The following types of questions may produce incomplete or unreliable answers:
-
Global summarization
- Questions requiring understanding of the entire document
-
Multi-hop reasoning
- Questions that depend on connecting information across many sections
-
Abstract or interpretive questions
- Questions that require inference beyond what is explicitly written
-
Timeline-wide or narrative arc questions
- Questions spanning large portions of long documents
These limitations are expected in a basic RAG system without hierarchical retrieval or long-context reasoning.
To assess whether the system is working correctly:
- Ask a factual or locally scoped question
- Inspect the retrieved chunks displayed in the UI
- Confirm that the answer is derived from the retrieved text
Answers that cannot be traced back to retrieved content should be treated cautiously.
This system intentionally:
- Uses fixed-size chunking
- Retrieves a limited number of chunks per query
- Avoids document-wide reasoning for transparency
These tradeoffs keep the system simple, debuggable, and aligned with RAG best practices.

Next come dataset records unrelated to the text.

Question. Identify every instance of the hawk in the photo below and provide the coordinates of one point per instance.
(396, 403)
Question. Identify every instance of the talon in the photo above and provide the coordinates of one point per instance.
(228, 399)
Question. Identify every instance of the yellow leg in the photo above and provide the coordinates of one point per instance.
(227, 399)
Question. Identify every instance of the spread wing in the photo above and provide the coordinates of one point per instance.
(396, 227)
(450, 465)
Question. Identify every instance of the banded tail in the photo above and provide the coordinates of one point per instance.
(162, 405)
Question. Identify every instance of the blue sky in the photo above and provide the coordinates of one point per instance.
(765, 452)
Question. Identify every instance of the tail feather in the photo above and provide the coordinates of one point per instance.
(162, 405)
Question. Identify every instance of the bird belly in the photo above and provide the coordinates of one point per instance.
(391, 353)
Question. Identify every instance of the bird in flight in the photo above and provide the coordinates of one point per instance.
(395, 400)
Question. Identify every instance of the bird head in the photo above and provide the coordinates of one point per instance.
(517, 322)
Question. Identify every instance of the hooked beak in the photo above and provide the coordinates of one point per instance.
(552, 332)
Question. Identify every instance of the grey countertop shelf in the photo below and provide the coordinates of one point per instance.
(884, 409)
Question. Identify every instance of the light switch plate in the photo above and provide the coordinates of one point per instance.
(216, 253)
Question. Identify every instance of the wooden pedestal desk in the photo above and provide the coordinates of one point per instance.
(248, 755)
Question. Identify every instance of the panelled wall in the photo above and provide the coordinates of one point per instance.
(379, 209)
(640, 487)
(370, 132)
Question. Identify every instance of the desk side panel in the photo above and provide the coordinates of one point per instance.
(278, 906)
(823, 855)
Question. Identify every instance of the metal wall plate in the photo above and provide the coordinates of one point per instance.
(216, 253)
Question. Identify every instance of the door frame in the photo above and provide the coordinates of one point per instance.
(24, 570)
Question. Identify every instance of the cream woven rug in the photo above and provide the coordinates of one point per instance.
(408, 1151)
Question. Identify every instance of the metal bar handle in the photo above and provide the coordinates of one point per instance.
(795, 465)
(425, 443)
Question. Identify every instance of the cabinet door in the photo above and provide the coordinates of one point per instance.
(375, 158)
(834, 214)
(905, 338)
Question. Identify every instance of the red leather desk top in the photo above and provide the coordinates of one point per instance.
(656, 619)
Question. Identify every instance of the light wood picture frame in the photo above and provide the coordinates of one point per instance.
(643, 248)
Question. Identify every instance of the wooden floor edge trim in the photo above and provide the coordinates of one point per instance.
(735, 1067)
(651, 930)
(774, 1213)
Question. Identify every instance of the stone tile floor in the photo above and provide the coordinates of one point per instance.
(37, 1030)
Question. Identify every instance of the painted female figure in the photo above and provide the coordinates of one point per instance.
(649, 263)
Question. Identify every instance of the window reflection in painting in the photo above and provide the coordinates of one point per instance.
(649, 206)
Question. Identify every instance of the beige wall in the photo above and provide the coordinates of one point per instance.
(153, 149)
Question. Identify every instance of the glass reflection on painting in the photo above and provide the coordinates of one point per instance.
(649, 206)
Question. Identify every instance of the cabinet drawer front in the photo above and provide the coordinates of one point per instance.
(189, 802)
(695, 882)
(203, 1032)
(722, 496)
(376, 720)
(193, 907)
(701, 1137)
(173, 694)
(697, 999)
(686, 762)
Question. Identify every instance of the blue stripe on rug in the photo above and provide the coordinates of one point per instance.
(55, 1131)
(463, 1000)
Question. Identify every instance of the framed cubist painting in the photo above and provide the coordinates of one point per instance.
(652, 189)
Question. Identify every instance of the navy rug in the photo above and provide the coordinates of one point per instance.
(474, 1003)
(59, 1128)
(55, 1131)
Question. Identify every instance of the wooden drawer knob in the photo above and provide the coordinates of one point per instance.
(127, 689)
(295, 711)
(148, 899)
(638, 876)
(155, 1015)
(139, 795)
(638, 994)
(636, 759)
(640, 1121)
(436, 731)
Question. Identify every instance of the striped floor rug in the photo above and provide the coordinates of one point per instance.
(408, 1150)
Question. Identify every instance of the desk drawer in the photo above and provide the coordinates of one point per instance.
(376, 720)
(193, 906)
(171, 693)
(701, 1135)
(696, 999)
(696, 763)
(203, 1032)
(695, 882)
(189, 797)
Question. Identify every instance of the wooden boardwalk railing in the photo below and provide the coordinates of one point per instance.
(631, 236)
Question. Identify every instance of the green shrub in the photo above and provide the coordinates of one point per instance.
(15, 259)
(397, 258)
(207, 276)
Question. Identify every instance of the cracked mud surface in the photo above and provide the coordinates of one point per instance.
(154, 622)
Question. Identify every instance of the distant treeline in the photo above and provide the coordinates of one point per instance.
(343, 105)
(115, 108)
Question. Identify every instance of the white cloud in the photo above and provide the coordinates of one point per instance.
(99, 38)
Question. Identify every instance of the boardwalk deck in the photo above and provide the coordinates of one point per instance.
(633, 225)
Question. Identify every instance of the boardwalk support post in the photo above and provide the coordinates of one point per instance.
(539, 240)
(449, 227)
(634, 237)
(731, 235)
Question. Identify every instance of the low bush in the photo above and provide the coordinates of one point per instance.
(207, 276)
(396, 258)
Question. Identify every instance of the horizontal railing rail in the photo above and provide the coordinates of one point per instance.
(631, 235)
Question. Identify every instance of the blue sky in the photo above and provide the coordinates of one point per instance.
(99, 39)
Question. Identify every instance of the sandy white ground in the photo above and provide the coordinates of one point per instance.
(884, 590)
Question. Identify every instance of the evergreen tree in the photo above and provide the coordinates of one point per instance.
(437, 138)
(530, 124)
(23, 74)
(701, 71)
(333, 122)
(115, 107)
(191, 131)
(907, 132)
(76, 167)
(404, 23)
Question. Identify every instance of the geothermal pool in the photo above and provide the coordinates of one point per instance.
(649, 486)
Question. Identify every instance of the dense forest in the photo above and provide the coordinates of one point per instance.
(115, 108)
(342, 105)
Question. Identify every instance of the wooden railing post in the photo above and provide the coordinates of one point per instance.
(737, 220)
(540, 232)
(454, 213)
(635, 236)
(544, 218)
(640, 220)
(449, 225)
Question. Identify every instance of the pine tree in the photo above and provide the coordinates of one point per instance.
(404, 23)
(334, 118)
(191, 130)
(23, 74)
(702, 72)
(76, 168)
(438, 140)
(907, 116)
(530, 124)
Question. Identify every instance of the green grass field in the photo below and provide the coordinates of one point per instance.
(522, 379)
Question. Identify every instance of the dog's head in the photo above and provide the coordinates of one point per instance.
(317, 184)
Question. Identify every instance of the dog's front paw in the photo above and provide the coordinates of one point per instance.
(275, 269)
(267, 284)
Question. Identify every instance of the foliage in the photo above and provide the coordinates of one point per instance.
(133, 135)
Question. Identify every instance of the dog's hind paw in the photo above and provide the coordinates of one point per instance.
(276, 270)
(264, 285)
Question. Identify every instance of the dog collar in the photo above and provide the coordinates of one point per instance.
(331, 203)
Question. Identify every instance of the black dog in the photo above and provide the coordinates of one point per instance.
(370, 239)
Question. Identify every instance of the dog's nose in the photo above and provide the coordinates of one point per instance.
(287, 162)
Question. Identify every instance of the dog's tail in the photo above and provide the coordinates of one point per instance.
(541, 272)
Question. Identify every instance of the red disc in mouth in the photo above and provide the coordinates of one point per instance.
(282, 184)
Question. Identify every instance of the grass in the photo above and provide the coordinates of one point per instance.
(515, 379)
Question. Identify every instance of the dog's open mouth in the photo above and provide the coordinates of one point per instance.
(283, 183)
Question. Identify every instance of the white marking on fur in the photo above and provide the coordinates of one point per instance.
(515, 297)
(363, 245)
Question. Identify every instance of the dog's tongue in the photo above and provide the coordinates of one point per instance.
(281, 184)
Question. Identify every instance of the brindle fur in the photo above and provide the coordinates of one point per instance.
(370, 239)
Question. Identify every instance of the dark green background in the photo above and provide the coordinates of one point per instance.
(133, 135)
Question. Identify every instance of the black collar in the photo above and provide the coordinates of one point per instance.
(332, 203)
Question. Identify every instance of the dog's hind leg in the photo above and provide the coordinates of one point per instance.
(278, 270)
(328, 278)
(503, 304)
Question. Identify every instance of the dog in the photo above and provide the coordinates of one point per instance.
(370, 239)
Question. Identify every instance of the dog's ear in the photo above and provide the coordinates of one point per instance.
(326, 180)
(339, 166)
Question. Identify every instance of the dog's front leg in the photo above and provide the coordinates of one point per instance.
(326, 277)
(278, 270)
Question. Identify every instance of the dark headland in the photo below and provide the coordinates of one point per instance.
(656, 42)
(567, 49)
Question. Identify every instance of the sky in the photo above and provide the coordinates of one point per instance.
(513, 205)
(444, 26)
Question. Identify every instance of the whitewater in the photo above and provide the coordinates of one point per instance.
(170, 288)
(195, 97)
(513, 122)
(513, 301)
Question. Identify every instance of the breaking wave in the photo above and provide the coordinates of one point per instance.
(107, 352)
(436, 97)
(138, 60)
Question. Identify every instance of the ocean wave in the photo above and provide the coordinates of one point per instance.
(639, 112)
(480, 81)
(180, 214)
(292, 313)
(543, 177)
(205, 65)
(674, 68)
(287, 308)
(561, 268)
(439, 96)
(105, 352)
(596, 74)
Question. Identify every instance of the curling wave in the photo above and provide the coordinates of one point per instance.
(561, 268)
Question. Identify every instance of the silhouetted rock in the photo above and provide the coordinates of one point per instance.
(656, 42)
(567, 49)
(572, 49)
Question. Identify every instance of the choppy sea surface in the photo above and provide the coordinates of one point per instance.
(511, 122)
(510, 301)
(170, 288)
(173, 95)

- It shows you understand RAG limitations
- It sets correct expectations
- It avoids dataset-specific assumptions
- It demonstrates engineering maturity
- The system can only answer questions explicitly present in the document
- Narrative or global questions (e.g. โWhat happens at the end?โ) may fail on very large PDFs
- No chapter-level or section metadata is used
- The model does not reason beyond retrieved chunks
- Chunk size and overlap are fixed and may not be optimal for all documents
These limitations are expected for a basic RAG pipeline and are documented intentionally.
- Streamlit was chosen for fast prototyping and easy testing of retrieval behavior
- Core logic is separated from UI for clarity and maintainability
- A Mistral SDK wrapper isolates model-specific code
- Emphasis is on transparency and correctness rather than UI complexity
- Add page or chapter-level metadata
- Display citations with answers
- Support multiple documents
- Use hierarchical chunking for large PDFs
- Add evaluation metrics for retrieval quality
- Embeddings: Mistral-compatible embedding model
- Generation: Mistral small model (chosen for fast iteration and cost efficiency)
The project focuses on system design and reliability, not model size.
- Ask factual questions grounded in the text
- Inspect retrieved chunks shown in the UI
- Verify answers are derived from retrieved content
This project is intended as a technical demonstration of building AI-powered developer tools using Mistral models. It is not production-ready but follows industry best practices for prototyping and experimentation.